Obtaining a HMO mortgage is as easy to obtain as a standard Buy to Let mortgage, but the knowledge of the lenders' criteria should be first sourced before the proposed rate is identified.

To help guide you through the finance available for this type of lending I have developed an area displaying the more common products from all the lenders extending HMO finance including Paragon, Kent Reliance, The Mortgage Works, Leeds Building Society, Aldermore, plus many more via http://www.vincentburch.co.uk/hmo-mortgage/index.html

You are now reading about HMO properties, this will probably be the best increase in any BTL rental yield that you can add.  Not a single let yielding at 4-8%, this does not pay you much more than covering the mortgage cost and for the same financial commitment you could be achieving 10% or even 25% rental yields.  

Because I quote HMO mortgage products typically on a daily basis for the professional landlord and I entertain the first time landlords I have experience across this entire buy to let HMO sector.  2012 was a great year for this type of funding because there was the money made available by lenders. Some had only entered mortgage lending within the previous couple of years, such as Kent Reliance who had a £400 million lending target for 2012.  The better news is still to come; these lenders’ lending target for 2013 have been increased and you may see some increased competition in the cost of this finance.  Such as Paragon doubling their targets for 2013 and to give them a head start in the New Year by offering free valuations for cases in December 2012.

The most common misconception I have from even the experienced investors is whether a property requires licensing and there no single rule - only a central government publicised guideline  The property might be on 1 floor, containing 3 tenants and licensing is mandatory by the local council.  And, I have completed mortgages where a property is tenanted by 6 people where no license of required.  The only place to find out whether a property requires licensing is to call the local town hall where the property is located, describe the property type, proposed tenants and they will tell you over the phone whether licensing is a requirement (including planning permission(s), if any).

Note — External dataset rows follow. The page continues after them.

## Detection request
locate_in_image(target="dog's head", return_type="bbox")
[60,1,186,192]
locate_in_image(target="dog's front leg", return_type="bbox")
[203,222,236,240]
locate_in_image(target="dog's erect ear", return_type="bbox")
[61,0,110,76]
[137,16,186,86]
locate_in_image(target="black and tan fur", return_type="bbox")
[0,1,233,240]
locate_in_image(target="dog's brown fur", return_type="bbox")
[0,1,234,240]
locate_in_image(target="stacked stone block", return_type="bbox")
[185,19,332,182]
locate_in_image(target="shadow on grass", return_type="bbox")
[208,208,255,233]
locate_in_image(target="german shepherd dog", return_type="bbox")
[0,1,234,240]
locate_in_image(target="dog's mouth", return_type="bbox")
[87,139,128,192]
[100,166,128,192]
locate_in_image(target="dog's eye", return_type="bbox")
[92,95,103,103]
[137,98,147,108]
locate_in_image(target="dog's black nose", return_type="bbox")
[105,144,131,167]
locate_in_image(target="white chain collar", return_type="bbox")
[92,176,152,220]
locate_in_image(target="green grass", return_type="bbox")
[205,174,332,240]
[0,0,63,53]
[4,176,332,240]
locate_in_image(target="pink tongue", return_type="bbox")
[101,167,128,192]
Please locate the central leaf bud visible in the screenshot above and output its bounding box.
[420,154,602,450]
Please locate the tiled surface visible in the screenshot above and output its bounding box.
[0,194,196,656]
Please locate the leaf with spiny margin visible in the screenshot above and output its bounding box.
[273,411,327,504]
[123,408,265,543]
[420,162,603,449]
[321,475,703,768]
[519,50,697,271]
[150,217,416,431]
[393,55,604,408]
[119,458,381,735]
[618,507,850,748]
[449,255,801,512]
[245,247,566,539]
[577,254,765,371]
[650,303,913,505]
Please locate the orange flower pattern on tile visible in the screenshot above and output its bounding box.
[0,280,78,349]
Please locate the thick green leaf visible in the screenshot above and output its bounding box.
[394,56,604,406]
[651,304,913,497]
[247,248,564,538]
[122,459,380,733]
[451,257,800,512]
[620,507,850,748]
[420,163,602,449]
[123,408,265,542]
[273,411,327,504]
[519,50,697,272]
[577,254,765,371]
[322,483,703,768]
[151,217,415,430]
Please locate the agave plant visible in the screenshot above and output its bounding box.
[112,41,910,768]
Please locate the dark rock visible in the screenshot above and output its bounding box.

There are 3 main elements to a HMO mortgage from the lender's point of view and I will cover each of these in three separate blogs; a) The property; type, location, value and whether a license is even required, Don't get too hang up on why lenders won't do things as very often one lenders no is another lenders yes and for no other reason than the way they are funded and maybe more importantly what their current exposures limits are in any particular area.  b) Tenants; how many, which would typically determine whether a HMO license is required and the tenant type.  Tenants are defined as 3 main categories; Working Professionals, Students and Social.  c) You - the proposed mortgagee and all the usual credit worthiness apply, by with some additional ones, such as buy to let experience, etc.

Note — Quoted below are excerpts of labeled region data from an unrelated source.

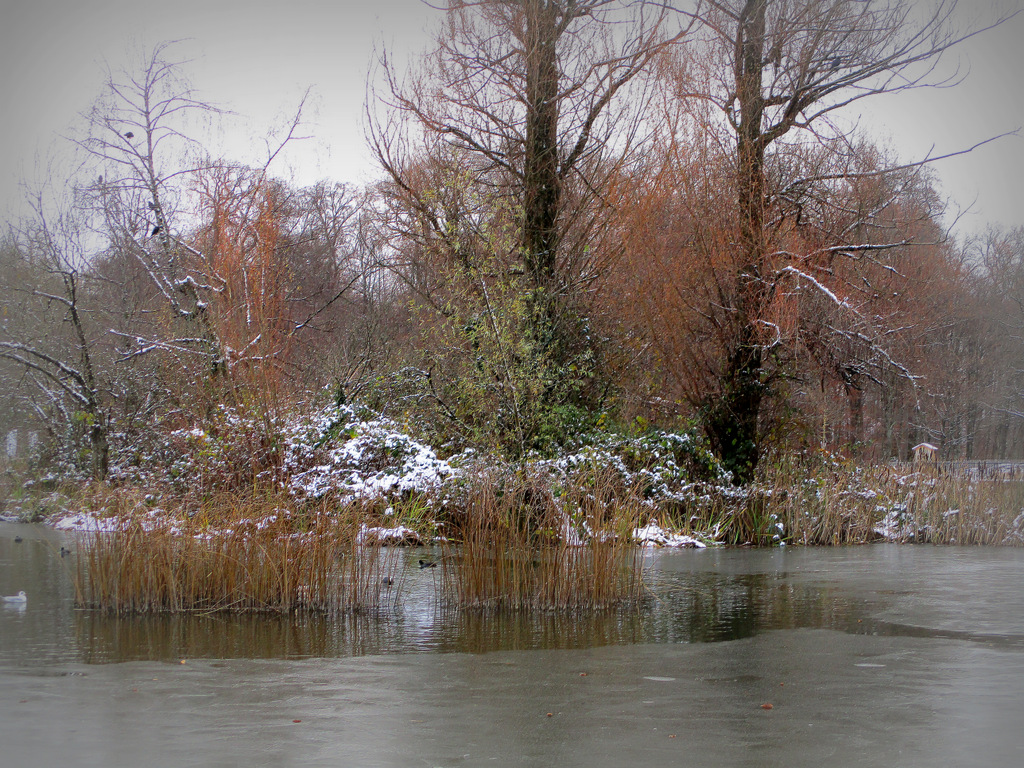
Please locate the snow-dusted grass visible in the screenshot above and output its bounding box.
[19,407,1024,547]
[759,461,1024,546]
[75,518,400,613]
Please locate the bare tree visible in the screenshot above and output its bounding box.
[371,0,682,454]
[659,0,1011,481]
[0,195,110,480]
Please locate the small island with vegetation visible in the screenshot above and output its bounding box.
[0,0,1024,613]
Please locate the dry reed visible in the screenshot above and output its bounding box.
[440,468,646,612]
[761,456,1024,546]
[75,517,400,614]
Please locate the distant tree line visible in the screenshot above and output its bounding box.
[0,0,1024,482]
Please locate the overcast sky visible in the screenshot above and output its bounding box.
[0,0,1024,237]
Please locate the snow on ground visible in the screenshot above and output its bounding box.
[633,522,708,549]
[285,408,453,500]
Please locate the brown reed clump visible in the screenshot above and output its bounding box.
[75,517,400,614]
[758,456,1024,546]
[441,466,646,612]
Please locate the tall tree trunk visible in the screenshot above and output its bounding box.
[522,0,561,358]
[705,0,768,483]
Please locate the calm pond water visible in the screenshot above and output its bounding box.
[6,523,1024,768]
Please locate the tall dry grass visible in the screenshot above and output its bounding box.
[759,456,1024,546]
[75,517,401,614]
[440,474,647,612]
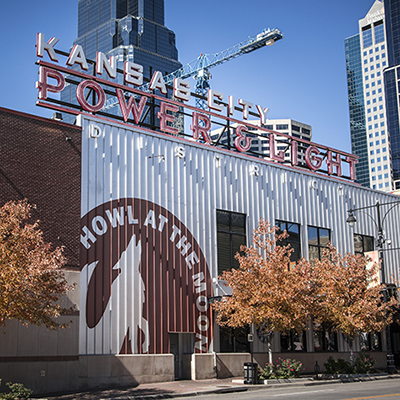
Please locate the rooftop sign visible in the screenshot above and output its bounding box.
[36,33,357,180]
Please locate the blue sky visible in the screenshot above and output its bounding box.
[0,0,374,152]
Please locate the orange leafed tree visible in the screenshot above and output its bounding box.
[313,245,397,360]
[213,220,396,362]
[0,201,73,329]
[214,220,312,361]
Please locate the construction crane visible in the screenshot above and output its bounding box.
[104,29,283,110]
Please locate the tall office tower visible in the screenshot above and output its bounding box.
[61,0,182,119]
[345,0,394,191]
[384,0,400,189]
[211,118,312,167]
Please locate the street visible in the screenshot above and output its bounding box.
[176,379,400,400]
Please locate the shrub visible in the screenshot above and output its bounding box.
[0,379,32,400]
[259,358,303,379]
[324,356,353,375]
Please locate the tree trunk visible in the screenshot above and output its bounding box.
[267,333,273,364]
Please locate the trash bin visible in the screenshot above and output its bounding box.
[244,363,257,384]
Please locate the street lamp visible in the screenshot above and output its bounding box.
[346,201,400,373]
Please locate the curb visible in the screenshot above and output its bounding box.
[36,374,400,400]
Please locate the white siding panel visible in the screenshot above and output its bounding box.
[80,118,400,354]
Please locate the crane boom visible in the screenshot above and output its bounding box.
[158,29,283,84]
[103,29,283,109]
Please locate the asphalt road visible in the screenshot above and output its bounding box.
[177,379,400,400]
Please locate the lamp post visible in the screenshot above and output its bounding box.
[346,201,400,374]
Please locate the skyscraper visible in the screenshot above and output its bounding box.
[384,0,400,189]
[345,0,394,191]
[61,0,182,119]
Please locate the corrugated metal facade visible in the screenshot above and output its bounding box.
[80,117,400,354]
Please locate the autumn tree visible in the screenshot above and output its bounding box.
[214,220,312,362]
[312,245,396,360]
[0,201,73,329]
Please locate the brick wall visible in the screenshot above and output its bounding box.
[0,107,81,269]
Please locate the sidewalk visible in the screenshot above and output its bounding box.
[40,375,400,400]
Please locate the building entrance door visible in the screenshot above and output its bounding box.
[169,333,194,380]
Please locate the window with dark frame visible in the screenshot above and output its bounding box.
[354,234,374,254]
[360,332,382,351]
[313,324,338,352]
[275,221,301,263]
[307,226,331,262]
[281,330,307,353]
[217,210,247,275]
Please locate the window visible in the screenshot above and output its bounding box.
[307,226,331,261]
[217,210,247,275]
[281,330,307,352]
[353,234,374,254]
[220,326,250,353]
[313,324,338,351]
[360,333,382,351]
[276,221,301,263]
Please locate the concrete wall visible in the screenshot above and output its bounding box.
[0,354,174,394]
[79,354,174,389]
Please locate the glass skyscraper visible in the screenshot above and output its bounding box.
[345,0,394,191]
[384,0,400,189]
[61,0,182,122]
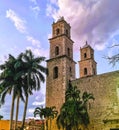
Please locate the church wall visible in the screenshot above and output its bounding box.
[72,71,119,130]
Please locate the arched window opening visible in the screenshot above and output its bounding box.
[66,29,68,36]
[84,53,87,58]
[55,46,59,55]
[67,48,70,56]
[53,66,58,79]
[84,68,88,75]
[69,67,72,76]
[56,28,60,35]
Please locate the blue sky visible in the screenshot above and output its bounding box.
[0,0,119,119]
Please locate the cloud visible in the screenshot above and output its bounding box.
[26,36,40,48]
[29,0,37,5]
[46,0,119,50]
[30,6,40,17]
[26,46,49,58]
[30,0,40,17]
[32,101,45,106]
[6,9,26,33]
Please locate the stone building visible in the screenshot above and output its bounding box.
[46,18,119,130]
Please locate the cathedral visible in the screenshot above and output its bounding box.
[46,18,119,130]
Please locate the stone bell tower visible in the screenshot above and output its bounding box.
[79,42,97,78]
[46,17,75,111]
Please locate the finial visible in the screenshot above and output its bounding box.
[86,41,88,45]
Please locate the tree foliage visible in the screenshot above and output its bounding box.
[57,83,94,130]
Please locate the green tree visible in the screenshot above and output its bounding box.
[57,83,94,130]
[0,115,3,120]
[34,106,58,130]
[21,50,47,129]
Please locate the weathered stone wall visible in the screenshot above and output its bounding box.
[72,71,119,130]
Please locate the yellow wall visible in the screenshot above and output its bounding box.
[0,120,9,130]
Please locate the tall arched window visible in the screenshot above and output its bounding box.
[84,68,88,75]
[84,53,87,58]
[66,29,68,36]
[56,28,60,35]
[53,66,58,79]
[67,48,70,56]
[55,46,59,55]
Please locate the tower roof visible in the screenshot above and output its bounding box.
[83,41,91,48]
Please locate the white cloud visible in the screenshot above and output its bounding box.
[32,101,45,106]
[26,46,49,58]
[6,9,26,33]
[30,6,40,17]
[46,0,119,49]
[29,0,37,5]
[26,36,40,48]
[28,108,35,113]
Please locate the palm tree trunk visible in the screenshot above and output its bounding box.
[15,95,19,130]
[21,95,28,129]
[10,92,15,130]
[50,118,51,130]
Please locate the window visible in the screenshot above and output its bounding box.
[69,67,72,76]
[84,53,87,58]
[66,30,68,36]
[84,68,88,75]
[67,48,70,56]
[56,28,60,35]
[53,66,58,79]
[55,46,59,55]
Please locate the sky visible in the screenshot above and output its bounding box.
[0,0,119,120]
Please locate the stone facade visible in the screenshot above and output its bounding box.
[46,18,119,130]
[72,71,119,130]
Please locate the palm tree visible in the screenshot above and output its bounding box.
[21,50,47,129]
[57,83,94,130]
[34,106,58,130]
[0,115,3,120]
[0,55,24,129]
[49,106,58,130]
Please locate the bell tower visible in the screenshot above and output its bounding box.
[79,42,97,78]
[46,17,75,111]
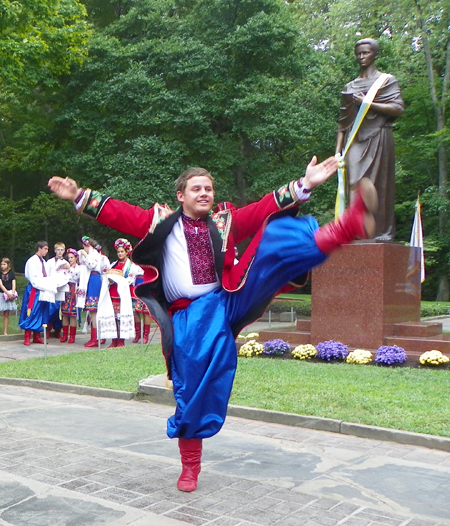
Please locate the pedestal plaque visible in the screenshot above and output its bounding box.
[311,243,421,349]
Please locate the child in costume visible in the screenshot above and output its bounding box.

My job as an Adviser is to offer my clients’ the required finance but on the best terms available and not one lender has it all; if I have 5 calls in the same hour from different clients, there is a very high likeliness that 5 different mortgage products and even 5 different lenders altogether could be recommended which is all dependant on clients circumstances, the property types and the number of tenants, etc. 

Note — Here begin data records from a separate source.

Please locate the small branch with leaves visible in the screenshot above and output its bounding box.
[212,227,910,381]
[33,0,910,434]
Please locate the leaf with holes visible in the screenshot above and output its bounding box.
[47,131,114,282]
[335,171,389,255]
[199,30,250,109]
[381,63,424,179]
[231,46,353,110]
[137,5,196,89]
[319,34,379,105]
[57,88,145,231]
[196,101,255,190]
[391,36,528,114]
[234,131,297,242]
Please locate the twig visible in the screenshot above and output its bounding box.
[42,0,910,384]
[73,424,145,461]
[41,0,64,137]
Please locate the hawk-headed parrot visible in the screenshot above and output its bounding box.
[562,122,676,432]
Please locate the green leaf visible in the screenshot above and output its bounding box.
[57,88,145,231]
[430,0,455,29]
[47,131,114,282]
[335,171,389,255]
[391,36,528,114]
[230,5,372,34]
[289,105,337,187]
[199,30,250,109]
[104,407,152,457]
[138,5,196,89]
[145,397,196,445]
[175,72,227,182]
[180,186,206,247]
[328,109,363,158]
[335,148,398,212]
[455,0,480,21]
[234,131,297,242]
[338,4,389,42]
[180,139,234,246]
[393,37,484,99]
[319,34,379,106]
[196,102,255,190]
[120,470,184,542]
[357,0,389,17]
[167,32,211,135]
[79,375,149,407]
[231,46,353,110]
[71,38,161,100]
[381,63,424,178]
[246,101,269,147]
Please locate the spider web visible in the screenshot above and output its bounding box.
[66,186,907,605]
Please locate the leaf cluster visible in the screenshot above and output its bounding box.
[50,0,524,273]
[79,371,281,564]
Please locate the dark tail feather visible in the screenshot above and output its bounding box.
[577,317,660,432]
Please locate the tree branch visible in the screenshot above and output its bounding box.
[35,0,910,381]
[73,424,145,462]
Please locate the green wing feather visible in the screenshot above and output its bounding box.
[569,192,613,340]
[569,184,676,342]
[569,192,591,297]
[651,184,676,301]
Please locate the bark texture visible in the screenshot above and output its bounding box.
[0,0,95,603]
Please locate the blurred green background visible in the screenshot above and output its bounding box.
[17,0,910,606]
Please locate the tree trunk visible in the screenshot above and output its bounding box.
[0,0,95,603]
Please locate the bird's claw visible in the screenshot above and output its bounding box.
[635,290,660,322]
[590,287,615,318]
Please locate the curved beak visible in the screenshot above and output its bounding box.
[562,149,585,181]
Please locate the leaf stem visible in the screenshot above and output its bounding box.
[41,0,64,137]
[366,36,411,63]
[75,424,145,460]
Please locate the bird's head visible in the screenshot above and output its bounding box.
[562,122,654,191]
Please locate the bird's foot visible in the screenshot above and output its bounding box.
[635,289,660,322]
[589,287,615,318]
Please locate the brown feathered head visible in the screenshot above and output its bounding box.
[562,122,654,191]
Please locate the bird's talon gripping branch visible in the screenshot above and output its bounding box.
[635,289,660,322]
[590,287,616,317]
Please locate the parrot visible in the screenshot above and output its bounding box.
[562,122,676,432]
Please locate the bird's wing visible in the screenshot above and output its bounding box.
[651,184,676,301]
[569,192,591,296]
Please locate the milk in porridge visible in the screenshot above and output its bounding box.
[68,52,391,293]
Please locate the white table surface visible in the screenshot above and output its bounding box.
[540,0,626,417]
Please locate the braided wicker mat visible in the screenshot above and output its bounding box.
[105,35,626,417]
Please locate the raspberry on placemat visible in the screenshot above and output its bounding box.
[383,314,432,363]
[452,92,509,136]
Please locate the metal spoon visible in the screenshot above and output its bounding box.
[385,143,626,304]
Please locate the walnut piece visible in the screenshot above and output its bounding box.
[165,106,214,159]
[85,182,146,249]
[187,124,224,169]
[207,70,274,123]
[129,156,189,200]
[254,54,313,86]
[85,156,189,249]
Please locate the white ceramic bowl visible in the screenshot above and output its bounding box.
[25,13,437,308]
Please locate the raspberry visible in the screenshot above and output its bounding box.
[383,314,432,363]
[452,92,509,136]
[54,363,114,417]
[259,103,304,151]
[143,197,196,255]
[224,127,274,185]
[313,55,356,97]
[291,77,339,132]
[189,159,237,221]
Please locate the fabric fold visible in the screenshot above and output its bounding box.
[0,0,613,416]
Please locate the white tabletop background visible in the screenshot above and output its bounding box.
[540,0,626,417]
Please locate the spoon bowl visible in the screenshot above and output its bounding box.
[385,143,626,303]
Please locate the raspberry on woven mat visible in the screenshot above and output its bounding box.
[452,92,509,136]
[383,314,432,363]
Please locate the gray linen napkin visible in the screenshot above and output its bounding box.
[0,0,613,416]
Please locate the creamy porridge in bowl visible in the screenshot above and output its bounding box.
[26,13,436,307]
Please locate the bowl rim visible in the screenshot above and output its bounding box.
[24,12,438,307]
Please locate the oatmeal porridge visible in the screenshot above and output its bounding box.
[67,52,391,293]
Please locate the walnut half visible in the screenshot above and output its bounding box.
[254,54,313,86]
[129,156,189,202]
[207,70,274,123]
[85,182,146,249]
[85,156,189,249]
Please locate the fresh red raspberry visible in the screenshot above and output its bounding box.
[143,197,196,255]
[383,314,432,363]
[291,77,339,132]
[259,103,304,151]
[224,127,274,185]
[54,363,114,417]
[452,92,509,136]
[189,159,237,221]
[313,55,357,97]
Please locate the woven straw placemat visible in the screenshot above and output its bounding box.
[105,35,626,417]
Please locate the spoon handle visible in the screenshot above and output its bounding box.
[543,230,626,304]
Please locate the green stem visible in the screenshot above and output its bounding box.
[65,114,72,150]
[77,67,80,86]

I have 3 rules for anyone looking to arrange a HMO mortgage, any mortgage for that matter;
1. Don't pay more than you have to - this could be a broker fee, valuation fee, mortgage rate, administration fee and an independent broker can help you with this.
2. Make sure your advisers’ choices are not limited - most brokers work from a panel and unfortunately although they say can go off panel they can't or wouldn't, why else would they otherwise have a panel.
3. Never be sold blind, trust in your adviser but also know what and why you are being recommended a mortgage - get mortgage product details before you pay any money upfront (especially broker fees), including the mortgage lenders name, etc.